“Batı
tarihçiliği iki tür bencilliğin hala etkisi altındadır. Biri
Hıristiyan bencilliği
(Christocentrism),
diğeri ırk bencilliği (etho-centrism). Batı tarihçiliğindeki bu
iki bencilliğin en iyi göstergesi ‘Türktür’. Tüm nesnellik
örtüleri, konu Türke gelince hemen ortadan kalkar ve Hıristiyan
kültürüyle Avrupa ırkçılığı her yandan sırıtmaya başlar.

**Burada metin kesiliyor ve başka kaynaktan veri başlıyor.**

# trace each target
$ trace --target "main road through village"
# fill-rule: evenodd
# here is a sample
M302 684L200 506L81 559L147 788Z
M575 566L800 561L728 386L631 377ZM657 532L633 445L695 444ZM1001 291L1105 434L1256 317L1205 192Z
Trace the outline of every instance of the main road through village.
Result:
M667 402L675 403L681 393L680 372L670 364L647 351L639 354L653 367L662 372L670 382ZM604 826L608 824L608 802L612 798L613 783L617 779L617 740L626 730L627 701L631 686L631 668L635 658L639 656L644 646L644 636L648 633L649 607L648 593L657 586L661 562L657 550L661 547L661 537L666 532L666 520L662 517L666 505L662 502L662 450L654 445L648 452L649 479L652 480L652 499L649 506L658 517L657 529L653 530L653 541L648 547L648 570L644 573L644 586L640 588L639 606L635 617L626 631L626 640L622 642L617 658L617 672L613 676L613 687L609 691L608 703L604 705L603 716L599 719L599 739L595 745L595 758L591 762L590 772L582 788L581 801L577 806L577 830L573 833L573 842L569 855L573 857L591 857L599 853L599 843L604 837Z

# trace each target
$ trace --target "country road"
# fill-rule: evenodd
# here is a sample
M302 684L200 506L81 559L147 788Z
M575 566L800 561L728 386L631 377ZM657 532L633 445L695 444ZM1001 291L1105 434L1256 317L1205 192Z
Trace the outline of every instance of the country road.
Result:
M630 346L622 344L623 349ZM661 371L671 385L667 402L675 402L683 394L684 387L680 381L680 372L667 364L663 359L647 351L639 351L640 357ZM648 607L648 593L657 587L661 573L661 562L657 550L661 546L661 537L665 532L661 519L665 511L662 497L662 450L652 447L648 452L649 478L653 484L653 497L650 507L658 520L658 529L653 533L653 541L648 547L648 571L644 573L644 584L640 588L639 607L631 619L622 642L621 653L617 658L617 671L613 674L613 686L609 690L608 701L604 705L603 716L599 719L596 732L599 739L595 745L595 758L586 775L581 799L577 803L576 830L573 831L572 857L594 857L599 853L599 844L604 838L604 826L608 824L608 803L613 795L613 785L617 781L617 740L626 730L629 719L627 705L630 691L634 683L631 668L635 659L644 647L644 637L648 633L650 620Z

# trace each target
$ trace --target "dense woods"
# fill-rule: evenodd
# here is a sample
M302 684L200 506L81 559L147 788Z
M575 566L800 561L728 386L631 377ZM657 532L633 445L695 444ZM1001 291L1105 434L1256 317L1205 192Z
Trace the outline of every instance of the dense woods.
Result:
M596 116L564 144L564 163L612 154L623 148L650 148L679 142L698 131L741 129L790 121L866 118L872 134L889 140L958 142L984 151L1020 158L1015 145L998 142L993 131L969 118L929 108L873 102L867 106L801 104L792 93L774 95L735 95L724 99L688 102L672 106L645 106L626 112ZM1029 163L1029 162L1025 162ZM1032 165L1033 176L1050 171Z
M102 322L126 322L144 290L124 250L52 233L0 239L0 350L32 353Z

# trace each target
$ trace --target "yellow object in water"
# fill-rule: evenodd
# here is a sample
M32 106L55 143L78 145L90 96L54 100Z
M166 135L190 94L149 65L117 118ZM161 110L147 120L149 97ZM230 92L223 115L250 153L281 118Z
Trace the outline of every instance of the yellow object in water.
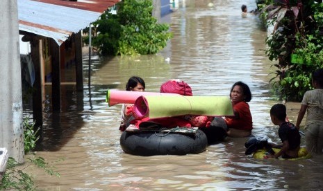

Türkten ağzı burnu çarpılmadan söz eden Batı tarihçisine
rastlamak güçtür.” Niyazi
Berkes
Tanım
Türkçülüğün
ve Kemalizmin önde gelen düşünürlerinden Yusuf
Akçura,
Türkleri şöyle tanımlıyor: “Türkler
dediğimiz zaman etnoğrafya
(uygarlık tarihini kavimleri karşılaştırarak inceleyen, kültür
oluşumlarını araştıran bilim y.n.), filoloji
(dil yoluyla bir toplumun kültürünü inceleyen bilim, dil bilimi
y.n.) ve
tarihle ilgili olanların bazen ‘Türk-Tatar’, bazen
‘Türk-Tatar-Moğol’ diye andıkları bir ırktan gelme,
adetleri, dilleri birbirine çok yakın, tarihi yaşamları birbirine
karışmış olan kavim ve kabilelerin tümünü murad ediyoruz. Bu
açıdan İranlı ve Avrupalı bazı yazarların ve onlara uyarak
bazı Osmanlı yazarlarının Tatar dedikleri Kazanlar ve
Azerbaycanlılar yanında, Kırgızlar ve Yakutlar da Türk tanımının
içindedirler”.1
Akçura’nın
genel çerçeve olarak belirlediği tanıma; Başkırt,
Uygur,
Türkistanlı,
Karaçay,
Balkar,
Gagavuz,
Altaylı,
Çuvas,
Çeçen,
Ingus
ile çok sayıdaki küçük boylar da katılırsa, kabul gören bir
Türk tanımı ortaya çıkacaktır. Tek tek ad sayılmayacaksa,
Türkçe
konuşan herkesi
Türk kabul etmek herhalde doğru olacaktır.
Tanımlanan
birliktelik, eski bir tarihe dayanan ve canlılığını koruyarak
varlığını bugün de sürdüren, ortak bir ırkı temsil eder.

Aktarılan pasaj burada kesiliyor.